Gourmetização em franquia. A rede de franquias Coxinha du Chef já conta com 12 lojas na capital e na Grande São Paulo e tem outras seis unidades prestes a entrarem em funcionamento. A especialidade da rede são os cones com 12 unidades de minis coxinha, vendidos a R$ 3,50, preço que visa atrair o público de ruas populares. Segundo o empresário Renato Iarussi, idealizador da ideia, a rede vende 480 mil salgados por mês e fatura R$ 250 mil no mesmo período.

Delivery. O Veloso, bar que ganhou fama em São Paulo justamente pela qualidade das coxinhas, passou a oferecer o serviço de entrega do seu quitute carro chefe. Agora, os clientes mais impacientes com as filas de  espera por uma mesa podem receber no conforto do lar o petisco.
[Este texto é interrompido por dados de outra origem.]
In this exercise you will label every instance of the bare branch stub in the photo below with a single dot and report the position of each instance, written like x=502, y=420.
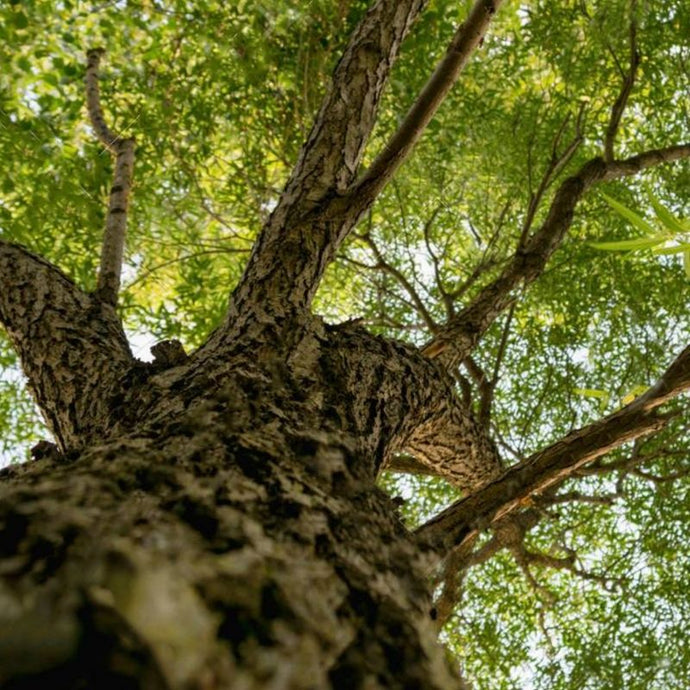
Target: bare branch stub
x=112, y=249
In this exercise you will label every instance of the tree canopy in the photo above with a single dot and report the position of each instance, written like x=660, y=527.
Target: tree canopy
x=592, y=588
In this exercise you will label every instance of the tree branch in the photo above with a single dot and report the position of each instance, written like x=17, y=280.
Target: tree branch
x=468, y=36
x=628, y=82
x=551, y=465
x=71, y=345
x=459, y=336
x=112, y=250
x=320, y=204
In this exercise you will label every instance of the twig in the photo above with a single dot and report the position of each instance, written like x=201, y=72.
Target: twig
x=460, y=335
x=628, y=82
x=112, y=250
x=466, y=39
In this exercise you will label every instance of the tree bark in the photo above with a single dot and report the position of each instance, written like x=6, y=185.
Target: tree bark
x=238, y=544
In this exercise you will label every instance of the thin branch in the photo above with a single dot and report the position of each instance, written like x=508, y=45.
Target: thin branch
x=628, y=82
x=468, y=36
x=459, y=336
x=112, y=250
x=401, y=280
x=557, y=162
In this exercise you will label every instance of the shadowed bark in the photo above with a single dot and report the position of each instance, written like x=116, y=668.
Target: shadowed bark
x=213, y=521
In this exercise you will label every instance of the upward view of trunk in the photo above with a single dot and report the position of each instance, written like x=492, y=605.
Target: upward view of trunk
x=224, y=528
x=213, y=520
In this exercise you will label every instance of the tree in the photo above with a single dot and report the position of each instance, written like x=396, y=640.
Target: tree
x=213, y=519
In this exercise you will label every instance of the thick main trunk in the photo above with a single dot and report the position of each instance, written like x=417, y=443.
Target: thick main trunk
x=213, y=553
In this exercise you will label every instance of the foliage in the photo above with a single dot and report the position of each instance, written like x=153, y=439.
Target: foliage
x=220, y=97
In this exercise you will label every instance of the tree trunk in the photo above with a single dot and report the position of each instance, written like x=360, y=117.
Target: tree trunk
x=234, y=539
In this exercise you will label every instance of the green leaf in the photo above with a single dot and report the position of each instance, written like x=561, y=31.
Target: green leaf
x=670, y=222
x=640, y=223
x=676, y=249
x=592, y=393
x=629, y=245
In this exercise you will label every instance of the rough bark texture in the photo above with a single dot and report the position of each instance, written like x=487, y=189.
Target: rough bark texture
x=213, y=521
x=236, y=545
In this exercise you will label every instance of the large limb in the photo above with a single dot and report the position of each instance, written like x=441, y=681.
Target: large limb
x=71, y=345
x=454, y=342
x=322, y=200
x=519, y=484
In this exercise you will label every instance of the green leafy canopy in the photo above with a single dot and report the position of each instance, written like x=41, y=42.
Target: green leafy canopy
x=220, y=97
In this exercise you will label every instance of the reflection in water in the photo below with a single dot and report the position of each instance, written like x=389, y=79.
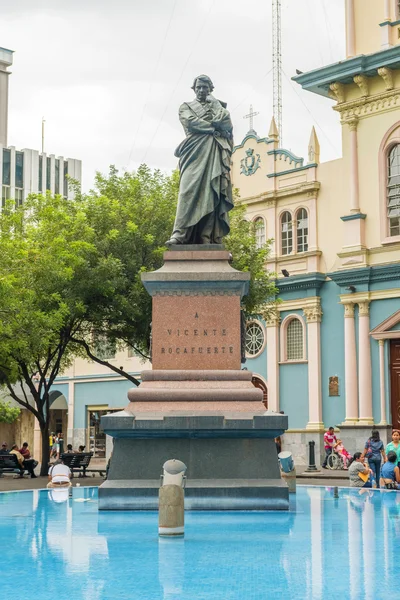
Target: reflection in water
x=348, y=544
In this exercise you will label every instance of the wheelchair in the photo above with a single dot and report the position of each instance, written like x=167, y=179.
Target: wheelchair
x=335, y=461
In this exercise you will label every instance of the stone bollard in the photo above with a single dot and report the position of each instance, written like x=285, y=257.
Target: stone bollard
x=311, y=457
x=171, y=511
x=288, y=470
x=290, y=479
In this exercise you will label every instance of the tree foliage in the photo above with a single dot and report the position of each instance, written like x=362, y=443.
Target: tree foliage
x=70, y=275
x=248, y=257
x=49, y=263
x=8, y=413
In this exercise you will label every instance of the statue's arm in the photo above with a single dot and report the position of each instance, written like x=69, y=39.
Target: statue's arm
x=192, y=123
x=222, y=121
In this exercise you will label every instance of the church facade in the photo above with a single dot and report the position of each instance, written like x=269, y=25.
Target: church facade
x=330, y=353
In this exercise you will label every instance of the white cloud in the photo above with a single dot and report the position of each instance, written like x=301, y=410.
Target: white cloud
x=109, y=77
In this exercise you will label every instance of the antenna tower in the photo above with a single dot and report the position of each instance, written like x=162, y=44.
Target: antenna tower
x=277, y=65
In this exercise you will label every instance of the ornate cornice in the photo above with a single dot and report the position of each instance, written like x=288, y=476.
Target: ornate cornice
x=194, y=292
x=349, y=310
x=362, y=83
x=366, y=275
x=320, y=80
x=272, y=319
x=297, y=160
x=387, y=76
x=311, y=188
x=337, y=91
x=313, y=313
x=363, y=308
x=301, y=282
x=367, y=106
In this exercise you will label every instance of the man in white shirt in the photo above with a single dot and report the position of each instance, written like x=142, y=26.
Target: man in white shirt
x=59, y=475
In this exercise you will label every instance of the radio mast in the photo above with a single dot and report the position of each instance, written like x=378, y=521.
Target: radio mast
x=277, y=65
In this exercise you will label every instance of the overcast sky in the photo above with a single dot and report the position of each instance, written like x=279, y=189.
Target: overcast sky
x=109, y=76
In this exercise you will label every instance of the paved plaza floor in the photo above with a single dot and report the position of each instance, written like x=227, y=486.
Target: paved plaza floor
x=323, y=477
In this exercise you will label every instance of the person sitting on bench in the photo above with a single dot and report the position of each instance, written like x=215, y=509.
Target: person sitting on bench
x=29, y=465
x=59, y=475
x=4, y=449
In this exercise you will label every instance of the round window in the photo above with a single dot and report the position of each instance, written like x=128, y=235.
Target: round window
x=255, y=338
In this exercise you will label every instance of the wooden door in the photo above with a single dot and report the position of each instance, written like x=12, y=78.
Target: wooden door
x=257, y=382
x=395, y=382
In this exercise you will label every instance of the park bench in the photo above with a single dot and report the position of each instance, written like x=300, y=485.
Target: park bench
x=77, y=462
x=9, y=464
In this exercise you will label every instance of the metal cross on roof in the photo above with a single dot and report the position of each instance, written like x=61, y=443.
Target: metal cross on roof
x=250, y=116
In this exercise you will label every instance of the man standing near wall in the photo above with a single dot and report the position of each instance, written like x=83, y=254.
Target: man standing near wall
x=329, y=442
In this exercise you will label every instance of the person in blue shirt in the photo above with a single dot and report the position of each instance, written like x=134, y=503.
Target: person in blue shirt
x=390, y=473
x=375, y=452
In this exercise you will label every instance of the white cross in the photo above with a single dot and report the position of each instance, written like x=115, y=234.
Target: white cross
x=250, y=116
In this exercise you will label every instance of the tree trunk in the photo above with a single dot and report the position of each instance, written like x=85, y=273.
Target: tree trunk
x=44, y=429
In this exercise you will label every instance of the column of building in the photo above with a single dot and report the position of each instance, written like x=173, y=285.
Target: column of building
x=364, y=367
x=272, y=325
x=313, y=314
x=71, y=403
x=382, y=395
x=350, y=365
x=358, y=380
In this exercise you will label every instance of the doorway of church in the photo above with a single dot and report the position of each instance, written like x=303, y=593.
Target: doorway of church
x=395, y=382
x=259, y=383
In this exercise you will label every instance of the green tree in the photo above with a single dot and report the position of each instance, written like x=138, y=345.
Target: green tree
x=8, y=414
x=132, y=215
x=247, y=256
x=48, y=267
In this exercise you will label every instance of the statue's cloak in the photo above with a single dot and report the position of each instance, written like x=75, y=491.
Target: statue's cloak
x=204, y=164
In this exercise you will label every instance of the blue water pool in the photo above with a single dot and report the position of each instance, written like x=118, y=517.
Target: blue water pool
x=58, y=547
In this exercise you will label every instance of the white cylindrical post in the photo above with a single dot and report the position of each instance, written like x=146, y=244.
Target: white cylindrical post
x=354, y=180
x=382, y=381
x=313, y=315
x=350, y=361
x=350, y=29
x=387, y=11
x=272, y=326
x=365, y=369
x=171, y=513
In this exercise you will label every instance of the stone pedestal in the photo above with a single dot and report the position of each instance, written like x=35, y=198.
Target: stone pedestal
x=197, y=405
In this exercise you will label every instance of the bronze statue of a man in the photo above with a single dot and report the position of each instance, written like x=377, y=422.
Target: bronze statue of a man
x=205, y=191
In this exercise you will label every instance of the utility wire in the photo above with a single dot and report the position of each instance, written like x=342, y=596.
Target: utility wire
x=179, y=80
x=150, y=88
x=248, y=95
x=310, y=113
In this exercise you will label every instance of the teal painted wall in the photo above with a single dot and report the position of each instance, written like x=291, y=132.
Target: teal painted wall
x=61, y=387
x=293, y=386
x=110, y=393
x=332, y=353
x=258, y=364
x=294, y=393
x=379, y=311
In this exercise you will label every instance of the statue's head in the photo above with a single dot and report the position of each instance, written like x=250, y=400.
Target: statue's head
x=202, y=86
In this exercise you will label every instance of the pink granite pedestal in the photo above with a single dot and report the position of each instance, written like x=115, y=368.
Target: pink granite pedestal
x=197, y=404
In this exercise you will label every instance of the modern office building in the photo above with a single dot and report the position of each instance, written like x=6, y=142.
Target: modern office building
x=23, y=172
x=27, y=171
x=330, y=353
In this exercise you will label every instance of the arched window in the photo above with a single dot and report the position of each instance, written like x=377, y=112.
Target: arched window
x=259, y=225
x=294, y=340
x=393, y=191
x=302, y=230
x=286, y=233
x=259, y=383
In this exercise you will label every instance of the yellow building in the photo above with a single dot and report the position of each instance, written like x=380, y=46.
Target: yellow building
x=331, y=354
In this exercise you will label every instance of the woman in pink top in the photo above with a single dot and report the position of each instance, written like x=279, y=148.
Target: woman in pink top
x=341, y=450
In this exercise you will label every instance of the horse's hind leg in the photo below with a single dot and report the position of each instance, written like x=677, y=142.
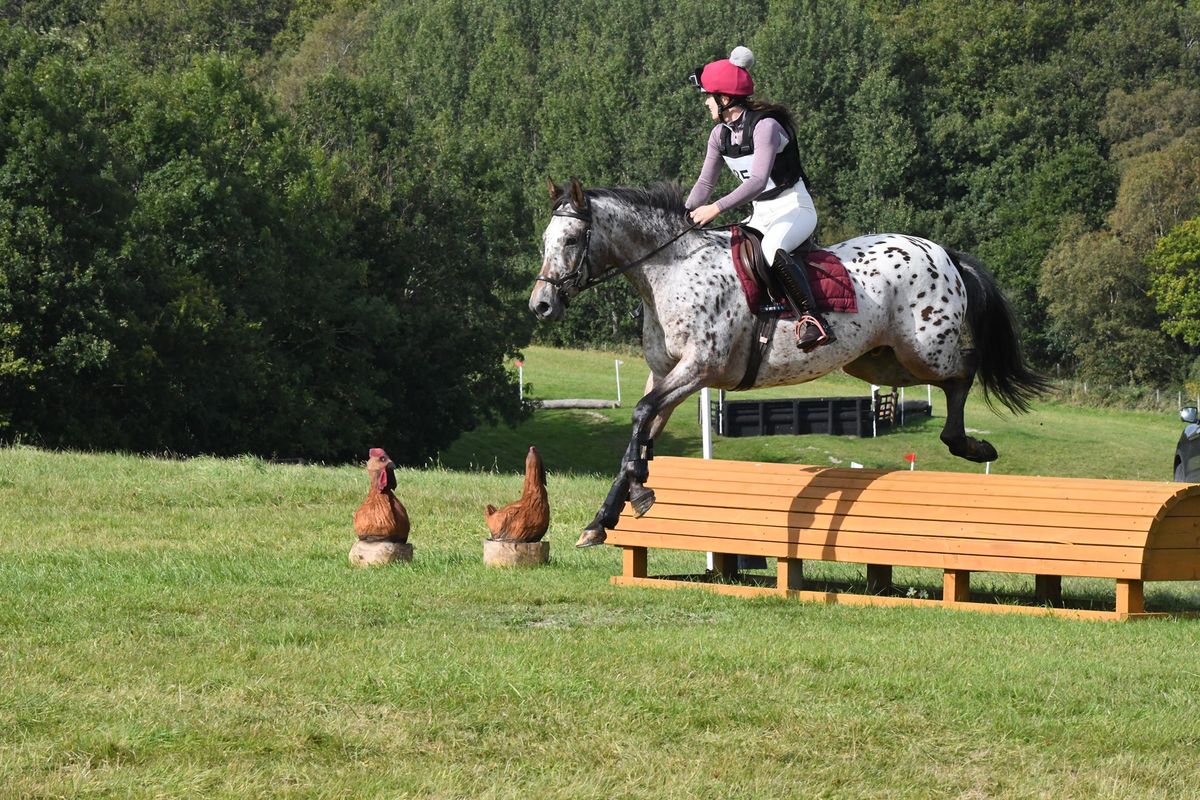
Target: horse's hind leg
x=954, y=432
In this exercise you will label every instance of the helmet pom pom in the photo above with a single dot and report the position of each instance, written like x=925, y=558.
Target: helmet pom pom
x=742, y=56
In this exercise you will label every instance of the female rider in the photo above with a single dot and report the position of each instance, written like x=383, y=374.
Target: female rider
x=757, y=142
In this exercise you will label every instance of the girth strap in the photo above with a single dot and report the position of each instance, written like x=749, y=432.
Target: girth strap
x=760, y=340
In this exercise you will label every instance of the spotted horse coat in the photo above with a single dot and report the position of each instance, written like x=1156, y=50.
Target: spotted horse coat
x=925, y=314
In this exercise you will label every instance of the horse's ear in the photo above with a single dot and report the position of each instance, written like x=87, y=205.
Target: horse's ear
x=577, y=199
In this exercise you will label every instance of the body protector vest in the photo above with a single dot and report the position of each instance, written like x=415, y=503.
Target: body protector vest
x=785, y=173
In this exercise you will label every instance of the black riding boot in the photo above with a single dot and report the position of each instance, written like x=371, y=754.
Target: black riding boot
x=811, y=329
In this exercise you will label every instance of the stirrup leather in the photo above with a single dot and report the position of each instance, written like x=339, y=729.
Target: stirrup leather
x=804, y=326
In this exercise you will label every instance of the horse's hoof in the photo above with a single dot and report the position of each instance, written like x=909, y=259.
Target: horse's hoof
x=983, y=452
x=591, y=537
x=976, y=450
x=641, y=499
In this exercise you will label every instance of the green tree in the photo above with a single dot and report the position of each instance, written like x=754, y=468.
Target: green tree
x=1175, y=275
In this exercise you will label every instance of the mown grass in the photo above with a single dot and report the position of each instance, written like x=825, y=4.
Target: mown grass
x=1053, y=439
x=192, y=629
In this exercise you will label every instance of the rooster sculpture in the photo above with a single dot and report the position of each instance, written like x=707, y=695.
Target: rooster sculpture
x=382, y=517
x=528, y=518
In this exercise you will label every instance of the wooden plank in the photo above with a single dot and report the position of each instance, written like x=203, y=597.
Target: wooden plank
x=731, y=537
x=739, y=494
x=921, y=483
x=633, y=561
x=957, y=585
x=725, y=565
x=849, y=599
x=765, y=470
x=1167, y=565
x=1131, y=599
x=790, y=575
x=874, y=555
x=786, y=519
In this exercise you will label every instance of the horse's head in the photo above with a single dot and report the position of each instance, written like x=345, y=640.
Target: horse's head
x=567, y=242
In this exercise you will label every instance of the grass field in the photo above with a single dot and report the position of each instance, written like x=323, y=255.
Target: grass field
x=1054, y=439
x=191, y=629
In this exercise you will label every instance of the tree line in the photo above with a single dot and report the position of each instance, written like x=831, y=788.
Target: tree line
x=298, y=227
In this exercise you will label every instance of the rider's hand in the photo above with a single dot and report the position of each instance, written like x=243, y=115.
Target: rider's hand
x=705, y=214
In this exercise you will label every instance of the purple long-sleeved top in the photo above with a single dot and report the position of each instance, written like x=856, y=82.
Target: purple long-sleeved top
x=767, y=136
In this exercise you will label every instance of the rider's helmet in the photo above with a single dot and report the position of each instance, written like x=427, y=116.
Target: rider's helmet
x=727, y=76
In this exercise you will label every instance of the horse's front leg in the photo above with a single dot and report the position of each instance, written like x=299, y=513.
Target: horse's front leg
x=634, y=470
x=649, y=416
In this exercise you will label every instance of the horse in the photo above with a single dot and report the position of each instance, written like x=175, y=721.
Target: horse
x=927, y=314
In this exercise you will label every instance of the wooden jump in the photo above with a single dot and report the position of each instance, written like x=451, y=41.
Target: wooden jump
x=1129, y=531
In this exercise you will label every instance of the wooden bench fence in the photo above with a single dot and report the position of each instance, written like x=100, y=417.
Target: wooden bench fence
x=1129, y=531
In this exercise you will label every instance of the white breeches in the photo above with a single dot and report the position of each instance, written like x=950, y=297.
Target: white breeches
x=785, y=221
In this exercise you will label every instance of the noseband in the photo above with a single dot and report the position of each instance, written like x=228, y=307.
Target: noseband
x=581, y=271
x=581, y=277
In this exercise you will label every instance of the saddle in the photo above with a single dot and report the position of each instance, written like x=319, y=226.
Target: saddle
x=832, y=287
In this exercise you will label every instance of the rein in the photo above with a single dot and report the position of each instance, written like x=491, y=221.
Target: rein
x=581, y=272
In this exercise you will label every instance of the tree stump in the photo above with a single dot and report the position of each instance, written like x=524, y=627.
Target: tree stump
x=499, y=553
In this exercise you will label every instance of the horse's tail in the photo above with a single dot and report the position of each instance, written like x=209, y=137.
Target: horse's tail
x=1001, y=368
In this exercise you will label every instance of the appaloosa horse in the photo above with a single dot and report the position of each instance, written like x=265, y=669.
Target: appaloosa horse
x=925, y=316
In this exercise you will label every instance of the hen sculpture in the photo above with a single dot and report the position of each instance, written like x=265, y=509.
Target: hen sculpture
x=528, y=518
x=382, y=517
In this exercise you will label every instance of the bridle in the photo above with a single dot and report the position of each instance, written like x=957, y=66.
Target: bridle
x=581, y=276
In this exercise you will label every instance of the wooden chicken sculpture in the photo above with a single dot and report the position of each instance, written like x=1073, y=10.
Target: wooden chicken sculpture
x=528, y=518
x=382, y=517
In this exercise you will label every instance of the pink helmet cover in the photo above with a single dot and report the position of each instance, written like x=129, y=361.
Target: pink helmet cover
x=726, y=78
x=730, y=76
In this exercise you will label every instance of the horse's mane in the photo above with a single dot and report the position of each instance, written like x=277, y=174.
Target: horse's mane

A ideia foi colocada em prática depois de os sócios do estabelecimento perceberem que existia demanda e também pelo aumento dos pedidos 'para viagem', antigamente feitos no bar.

Apresentação. A aposta da padaria Panetteria, situada na zona norte de São Paulo, foi a criação de uma coxinha de um quilo. O quitute gigante custa R$ 32,90  o que aumentou a clientela em pelo menos 10%. O quitute gigante custa R$ 32,90. No mês em que a supercoxinha entrou no cardápio, foram vendidas mais de três mil unidades, o que aumentou a clientela em pelo menos 10%. Neste período, o salgado gerou um faturamento de cerca de R$ 100 mil e sua atratividade duplicou as vendas das coxinhas tradicionais. O tamanho virou oportunidade para a Panneteria. Já o Bar du Portão 5, famoso em São Paulo por ser um dos atrativos do Mercado Municipal com o tradicional sanduíche de mortadela, aproveitou a carona da fama que o embutido conquistou. Agora, é possível encontrar coxinha recheada com mortadela. O produto custa R$ 7.

Tradicional, pero no mucho. Um dos pioneiros em loja de nicho, a Santa Coxinha, localizada na Zona Leste de São Paulo, está no mercado há 31 anos e orgulha-se de ser um negócio tradicional, sem franquias e filiais. Os frequentadores são atraídos por seus mais de 50 recheios diferentes, alguns bastante exóticos, como feijoada e costelinha. Tem ainda as coxinhas que não levam massa tradicional, como a ‘Delícia de camarão’ e a  ‘Delícia de bacon’. Elas levam catupiry e são revestidas por uma casquinha. Embora não divulgue o faturamento, a empresa garante que o negócio é lucrativo. "Nunca cortaram nossa eletricidade", brinca o gerente do estabelecimento, Fernando Júnior.